ERASMUS, Yeni Bir Dünya ve İngiltere
ERASMUS değişim programı ne güzel bir aktivite. Kim
düşünmüşse çok güzel etmiş. Bu program sayesinde bütün ülkelerden
akademisyenler, öğrenciler ve üniversite personeli diğer ülkelere gidebiliyor,
yeni insanlar tanıyor, kültürel etkileşim içine girebiliyor ve kocaman bir yurt
dışı tecrübesi ediniyorlar.
Bilim, ilim ve irfan
dediğimiz şey evrenseldir sonuçta. Bu türden değişim programlarıyla evrensellik yakalanabilir. Yoksa kendi
küçük dünyamızda insanlığa ciddi bir katkımız olmadan yoğrulmaya çalışırız. Bu
programların en güzel yanlarından biri de insana eksikliklerini gösterme
kabiliyetidir sanırım. Bir akademisyen düşünün. Kendini odasına kapatıyor ve
bir şeyler üretmeye çalışıyor. Kimse ile irtibat içinde olmadığı için de
yaptığının “en güzel çalışma” olduğu yanılgısına kapılıyor. Aslında durum pek
de öyle değil. İnsanoğlu işte hatalarını pek göremiyor. Ancak sizden daha iyi
olanlarla beraber olabilirseniz eksikliklerinizi görebilir ve daha iyi
olabilmek için çabalarsınız. Yoksa bulunduğunuz çevrede “en iyiyseniz” hata
yaptığınızı düşünmezseniz.
İşte ERASMUS bize, kendimizi başkalarıyla kıyaslama fırsatı
sunarak eksikliklerimizi fark etmemizi sağlıyor. Başkaca ülkelere gidiyor,
oralardan bir şey öğreniyor ve oralara kendi çapımızca katkı sunmaya
çalışıyoruz.
Bu değişim programı muhteşem bir fırsat. Öğrencilerime
sürekli anlatıyor ve gitmeleri gerektiğini vurguluyorum. Tabi bunun için İngilizce şart. İyi bir İngilizce dil
kabiliyetiniz varsa dünyanın kapıları açılıyor size. Yoksa kendi kendinize
büyümeye çalışıyor ve bu türden fırsatlardan yararlanmıyorsunuz ki sanırım pek
iyi bir durum değildir böylesi. Hem söylesenize, dünyaya mal olmuş eserlerden
faydalanmayınca nasıl daha iyi bilim üretebiliriz ki?

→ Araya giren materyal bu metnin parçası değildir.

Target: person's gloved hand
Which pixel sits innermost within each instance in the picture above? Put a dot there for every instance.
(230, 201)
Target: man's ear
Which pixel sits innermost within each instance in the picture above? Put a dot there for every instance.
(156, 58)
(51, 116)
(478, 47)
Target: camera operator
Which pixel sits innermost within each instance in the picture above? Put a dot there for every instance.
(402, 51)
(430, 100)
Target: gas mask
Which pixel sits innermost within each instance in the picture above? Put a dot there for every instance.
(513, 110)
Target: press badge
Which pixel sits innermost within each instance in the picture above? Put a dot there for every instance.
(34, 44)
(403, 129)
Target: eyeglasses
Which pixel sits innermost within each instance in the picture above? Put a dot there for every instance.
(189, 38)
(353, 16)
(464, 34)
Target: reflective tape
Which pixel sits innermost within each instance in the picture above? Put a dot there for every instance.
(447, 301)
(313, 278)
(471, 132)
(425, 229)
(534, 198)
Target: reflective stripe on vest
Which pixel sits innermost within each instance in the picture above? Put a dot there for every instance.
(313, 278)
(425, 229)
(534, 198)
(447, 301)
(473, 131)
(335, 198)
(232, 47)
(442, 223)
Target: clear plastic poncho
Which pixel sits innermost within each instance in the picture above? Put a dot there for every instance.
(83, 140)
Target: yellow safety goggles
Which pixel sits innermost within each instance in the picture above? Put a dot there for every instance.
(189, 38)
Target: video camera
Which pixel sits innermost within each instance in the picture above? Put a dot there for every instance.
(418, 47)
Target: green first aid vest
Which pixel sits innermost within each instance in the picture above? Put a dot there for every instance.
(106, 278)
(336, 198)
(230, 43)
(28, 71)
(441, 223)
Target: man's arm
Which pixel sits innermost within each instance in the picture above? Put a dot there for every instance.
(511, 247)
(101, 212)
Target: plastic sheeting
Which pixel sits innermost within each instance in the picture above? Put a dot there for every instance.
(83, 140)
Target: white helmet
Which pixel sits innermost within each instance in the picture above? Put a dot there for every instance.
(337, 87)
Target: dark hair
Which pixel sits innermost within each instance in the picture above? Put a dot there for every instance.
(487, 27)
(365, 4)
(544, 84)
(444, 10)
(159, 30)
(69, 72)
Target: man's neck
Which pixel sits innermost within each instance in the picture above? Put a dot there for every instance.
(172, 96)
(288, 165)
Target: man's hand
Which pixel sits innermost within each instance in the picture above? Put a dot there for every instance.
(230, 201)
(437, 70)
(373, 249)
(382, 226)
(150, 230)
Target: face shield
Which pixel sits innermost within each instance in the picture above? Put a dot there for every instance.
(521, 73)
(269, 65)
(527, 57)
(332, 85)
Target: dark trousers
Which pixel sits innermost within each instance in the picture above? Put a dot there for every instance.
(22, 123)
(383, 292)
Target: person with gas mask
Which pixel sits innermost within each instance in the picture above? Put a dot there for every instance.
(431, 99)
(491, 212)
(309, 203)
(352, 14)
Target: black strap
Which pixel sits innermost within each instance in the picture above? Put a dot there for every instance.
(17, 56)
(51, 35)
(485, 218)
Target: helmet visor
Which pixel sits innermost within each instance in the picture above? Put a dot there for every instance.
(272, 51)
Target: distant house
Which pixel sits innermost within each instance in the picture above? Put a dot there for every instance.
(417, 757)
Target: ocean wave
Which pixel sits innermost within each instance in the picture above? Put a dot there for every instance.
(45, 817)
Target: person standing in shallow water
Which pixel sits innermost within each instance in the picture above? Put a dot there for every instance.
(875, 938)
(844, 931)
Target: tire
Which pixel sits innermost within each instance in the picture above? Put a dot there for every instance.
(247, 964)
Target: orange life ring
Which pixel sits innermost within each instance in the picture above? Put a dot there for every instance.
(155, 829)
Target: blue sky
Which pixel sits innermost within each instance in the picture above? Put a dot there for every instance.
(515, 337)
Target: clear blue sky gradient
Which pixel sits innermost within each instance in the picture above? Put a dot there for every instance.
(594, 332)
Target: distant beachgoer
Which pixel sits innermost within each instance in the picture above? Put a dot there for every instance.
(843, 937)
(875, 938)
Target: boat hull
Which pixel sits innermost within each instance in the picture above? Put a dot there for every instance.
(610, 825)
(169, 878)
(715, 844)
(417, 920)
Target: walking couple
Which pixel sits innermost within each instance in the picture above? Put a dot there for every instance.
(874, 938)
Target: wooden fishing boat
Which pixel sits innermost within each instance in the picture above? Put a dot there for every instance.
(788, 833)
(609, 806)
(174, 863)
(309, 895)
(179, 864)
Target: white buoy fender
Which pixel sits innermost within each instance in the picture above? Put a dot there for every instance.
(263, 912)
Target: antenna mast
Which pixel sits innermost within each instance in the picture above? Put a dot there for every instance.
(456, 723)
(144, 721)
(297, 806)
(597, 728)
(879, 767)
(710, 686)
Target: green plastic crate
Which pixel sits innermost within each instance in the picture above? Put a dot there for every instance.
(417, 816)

ERASMUS ne demek peki? Erasmus+ (Erasmus Plus), Avrupa
Birliği tarafından eğitim, iş deneyimi ve sportif ve kültürel aktivite gibi
alanlarda kişilerin kendilerini geliştirmeleri için hazırlanmış bir program. ERASMUS
sayesinde üniversitelerden bütün seviyelerdeki öğrenciler (lisans, yüksek
lisans, doktora), öğretim üye ve görevlileri ve üniversite personeli; eğitimlerine,
öğretimlerine ya da kariyerlerine kısa ve uzun periyotlarda başta Avrupa
ülkeleri olmak üzere istedikleri bütün ülkelerde devam edebiliyorlar.

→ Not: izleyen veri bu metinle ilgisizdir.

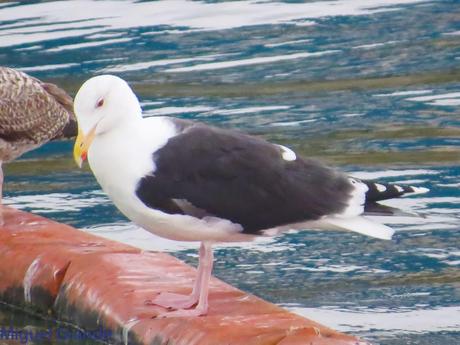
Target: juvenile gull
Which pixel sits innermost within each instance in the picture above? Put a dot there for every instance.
(31, 113)
(187, 181)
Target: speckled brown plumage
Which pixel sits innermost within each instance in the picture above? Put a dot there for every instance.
(31, 113)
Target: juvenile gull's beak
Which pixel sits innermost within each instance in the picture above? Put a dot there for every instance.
(82, 144)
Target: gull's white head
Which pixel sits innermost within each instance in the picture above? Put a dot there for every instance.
(102, 104)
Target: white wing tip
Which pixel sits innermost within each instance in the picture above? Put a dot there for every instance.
(418, 190)
(360, 225)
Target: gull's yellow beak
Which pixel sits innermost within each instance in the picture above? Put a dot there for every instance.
(82, 144)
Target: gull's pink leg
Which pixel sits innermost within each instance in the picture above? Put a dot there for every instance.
(179, 301)
(202, 285)
(1, 183)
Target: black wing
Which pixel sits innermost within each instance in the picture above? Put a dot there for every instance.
(241, 178)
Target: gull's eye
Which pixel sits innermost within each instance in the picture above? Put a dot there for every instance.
(100, 103)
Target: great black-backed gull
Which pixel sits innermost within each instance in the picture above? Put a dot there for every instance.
(187, 181)
(31, 113)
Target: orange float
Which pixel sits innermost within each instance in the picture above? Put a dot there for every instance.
(103, 287)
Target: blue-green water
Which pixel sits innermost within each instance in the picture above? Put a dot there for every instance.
(372, 86)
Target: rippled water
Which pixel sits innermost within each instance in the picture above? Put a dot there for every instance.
(370, 85)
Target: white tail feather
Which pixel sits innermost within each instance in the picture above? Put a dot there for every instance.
(358, 224)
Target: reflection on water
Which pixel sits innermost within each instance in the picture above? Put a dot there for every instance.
(372, 86)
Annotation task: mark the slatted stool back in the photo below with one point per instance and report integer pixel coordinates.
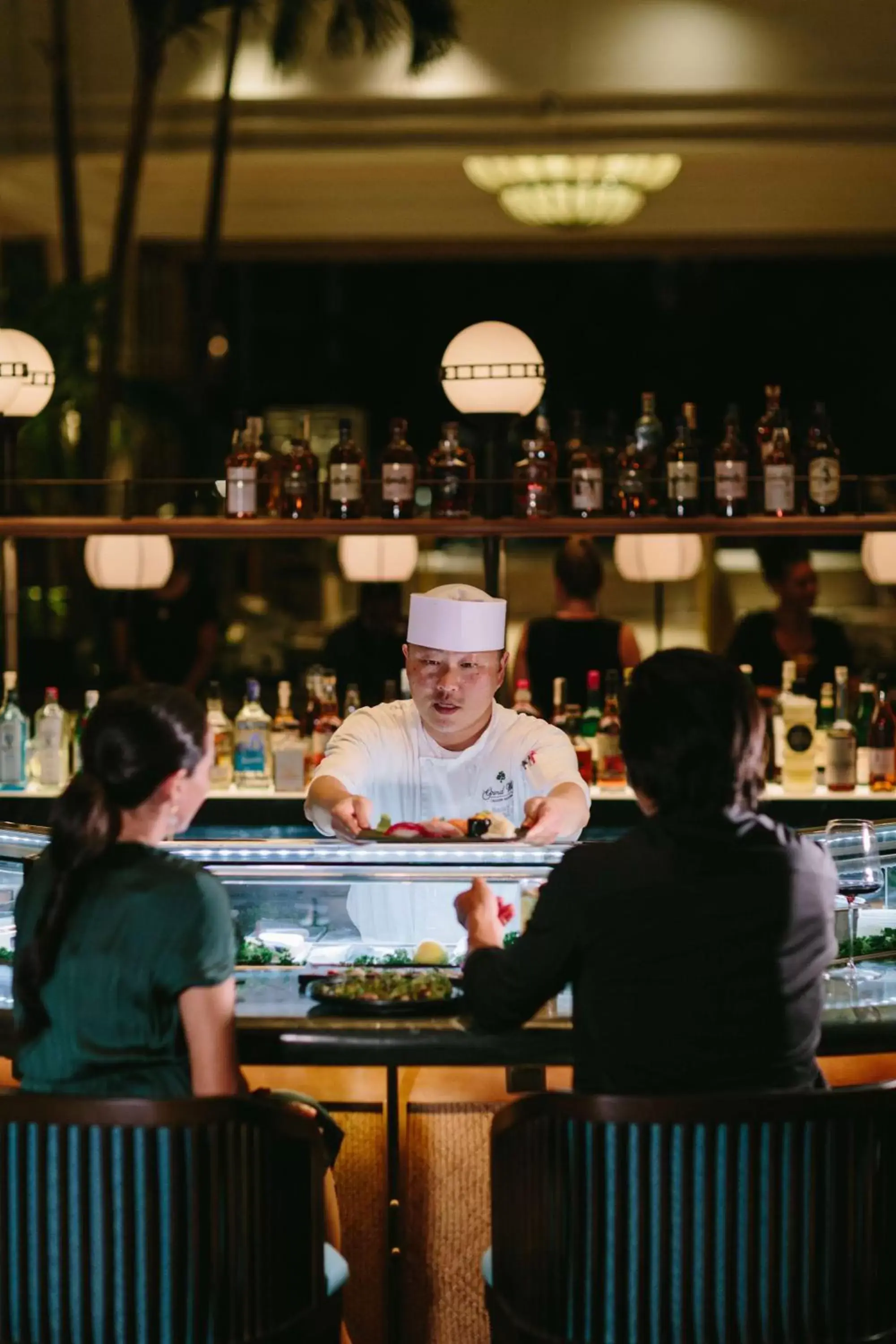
(136, 1222)
(765, 1219)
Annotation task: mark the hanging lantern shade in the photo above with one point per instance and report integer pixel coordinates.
(27, 374)
(129, 562)
(493, 367)
(665, 558)
(378, 560)
(879, 557)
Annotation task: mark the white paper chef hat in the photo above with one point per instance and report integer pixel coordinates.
(457, 617)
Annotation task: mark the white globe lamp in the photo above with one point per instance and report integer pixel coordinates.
(116, 561)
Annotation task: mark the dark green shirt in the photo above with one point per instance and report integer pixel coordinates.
(146, 928)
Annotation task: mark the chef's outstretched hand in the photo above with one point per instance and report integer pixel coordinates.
(351, 816)
(478, 910)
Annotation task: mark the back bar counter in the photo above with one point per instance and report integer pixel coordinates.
(416, 1096)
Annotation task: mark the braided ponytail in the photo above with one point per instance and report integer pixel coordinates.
(134, 741)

ERASMUS programı 1987’den beri AB tarafından organize
ediliyor. İsmini 1466-1536 yılları arasında yaşamış, Rönesansın en önemli bilgelerinden
Hollandalı hümanist, klasik edebiyat araştırmacısı ve ilahiyatçı Desiderius Erasmus’tan almış. Desiderus
bilimsel çalışmalar yapmak üzere Avrupa’da pek çok ülkede dolaşmış ve arkadaşı Thomes More ile entelektüel hayatın
merkezleri olmuşlar. Sanırım bundan olacak program onun ismi ile özdeşleşmiş.

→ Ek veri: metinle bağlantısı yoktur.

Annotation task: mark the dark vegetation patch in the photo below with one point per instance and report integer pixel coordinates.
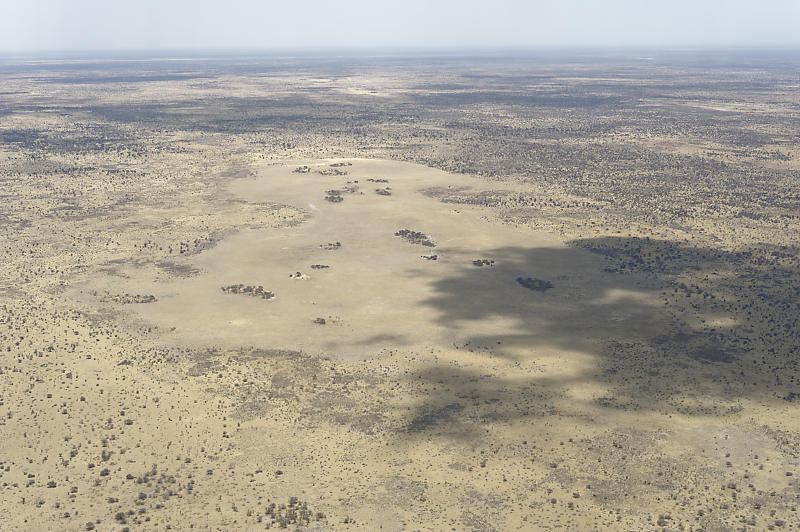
(248, 290)
(415, 237)
(537, 285)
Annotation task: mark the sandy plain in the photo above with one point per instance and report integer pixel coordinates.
(648, 381)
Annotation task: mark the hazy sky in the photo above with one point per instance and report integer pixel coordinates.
(109, 25)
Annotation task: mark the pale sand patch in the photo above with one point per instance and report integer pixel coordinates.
(378, 291)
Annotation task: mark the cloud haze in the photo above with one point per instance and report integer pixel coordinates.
(249, 24)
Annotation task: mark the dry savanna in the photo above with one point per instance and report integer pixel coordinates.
(459, 293)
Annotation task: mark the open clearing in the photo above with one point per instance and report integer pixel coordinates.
(400, 294)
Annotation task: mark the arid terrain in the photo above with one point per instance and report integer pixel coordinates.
(521, 292)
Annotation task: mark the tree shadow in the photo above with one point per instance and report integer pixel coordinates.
(638, 324)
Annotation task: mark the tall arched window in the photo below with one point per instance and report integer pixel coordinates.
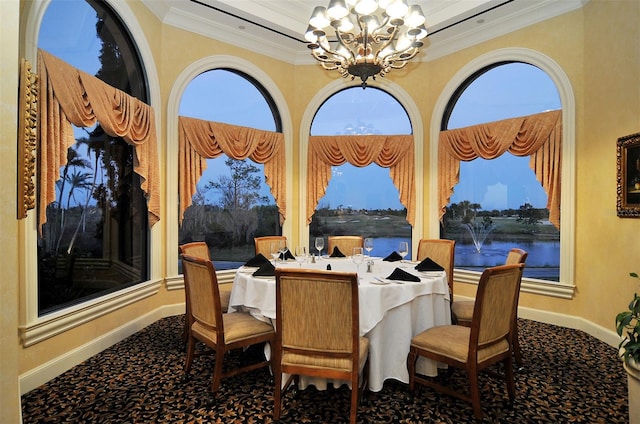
(96, 239)
(498, 202)
(361, 200)
(232, 204)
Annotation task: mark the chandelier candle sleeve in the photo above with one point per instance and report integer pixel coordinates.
(371, 36)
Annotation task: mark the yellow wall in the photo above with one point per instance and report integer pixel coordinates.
(596, 46)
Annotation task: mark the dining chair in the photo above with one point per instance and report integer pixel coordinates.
(317, 332)
(220, 331)
(344, 243)
(463, 309)
(441, 251)
(475, 348)
(263, 244)
(200, 249)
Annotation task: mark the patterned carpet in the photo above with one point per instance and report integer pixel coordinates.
(569, 377)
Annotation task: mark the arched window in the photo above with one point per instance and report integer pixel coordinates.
(232, 204)
(498, 202)
(96, 238)
(361, 200)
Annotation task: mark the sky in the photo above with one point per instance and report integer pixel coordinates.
(504, 92)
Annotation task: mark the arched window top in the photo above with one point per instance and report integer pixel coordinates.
(97, 42)
(501, 91)
(361, 112)
(230, 96)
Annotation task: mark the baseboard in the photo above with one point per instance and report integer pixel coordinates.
(49, 370)
(605, 335)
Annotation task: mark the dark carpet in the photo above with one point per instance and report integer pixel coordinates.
(568, 377)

Ne büyük onur değil mi? Desiderius Erasmus of
Rotterdam gibi bir entelektüel ve hümanist bir filozof olacaksınız. Birikiminiz
ve tecrübenizin artması için ülke ülke dolaşacak, insanlığı aydınlatmaya
çalışacaksınız. Sonra "evrensellik" sizinle anılmaya başlayacak.
İsminiz; dünya halklarını, bilimsel çalışmalarını ve kültürlerini bir araya
getiren #ERASMUS programının adı olacak. Sanırım "hoş sada bırakmak"
bu olsa gerek.
Neyse, ERASMUS kelimesinin açılımı İngilizce olarak şöyle: EuRopean
community Action Scheme for the Mobility of University Students. Yani, Üniversite
Öğrencilerinin Hareketliliği için Avrupa Topluluğu Eylem Programı. Düşünene,
uygulayana, destek verene ve bu programdan faydalanarak dünya barışına,
kültürlerarasına iletişimine, iyi olan için birlikteliğe ve insanlığa katkı
sunan herkese şükranlarımızı iletiyoruz 😊
Peki Ben Ne Yaptım?
İngiltere’ye; SağlıkBilimleri Üniversitesini temsilen, ERASMUS
koordinatörü olarak geldim. Burada BirminghamCity University ile görüşmeler yaptım. Psikoloji, Sosyoloji ve Medya bölümleriyle
görüştüm. Çok ilgiliydiler. Anlaşmalarımızı yaptık. Kısmet olursa ben de bir
süreliğine City Üniversitesinde ders vereceğim.
Yaşam Bilimleri
Fakültesi Psikoloji bölümü öğrencilerimiz de ERASMUS kapsamında buraya
gelip eğitim görebilecekler. Bence süper bir anlaşma oldu. Çünkü İngiltere
üniversiteleri pek öyle anlaşmaya yanaşmazlar.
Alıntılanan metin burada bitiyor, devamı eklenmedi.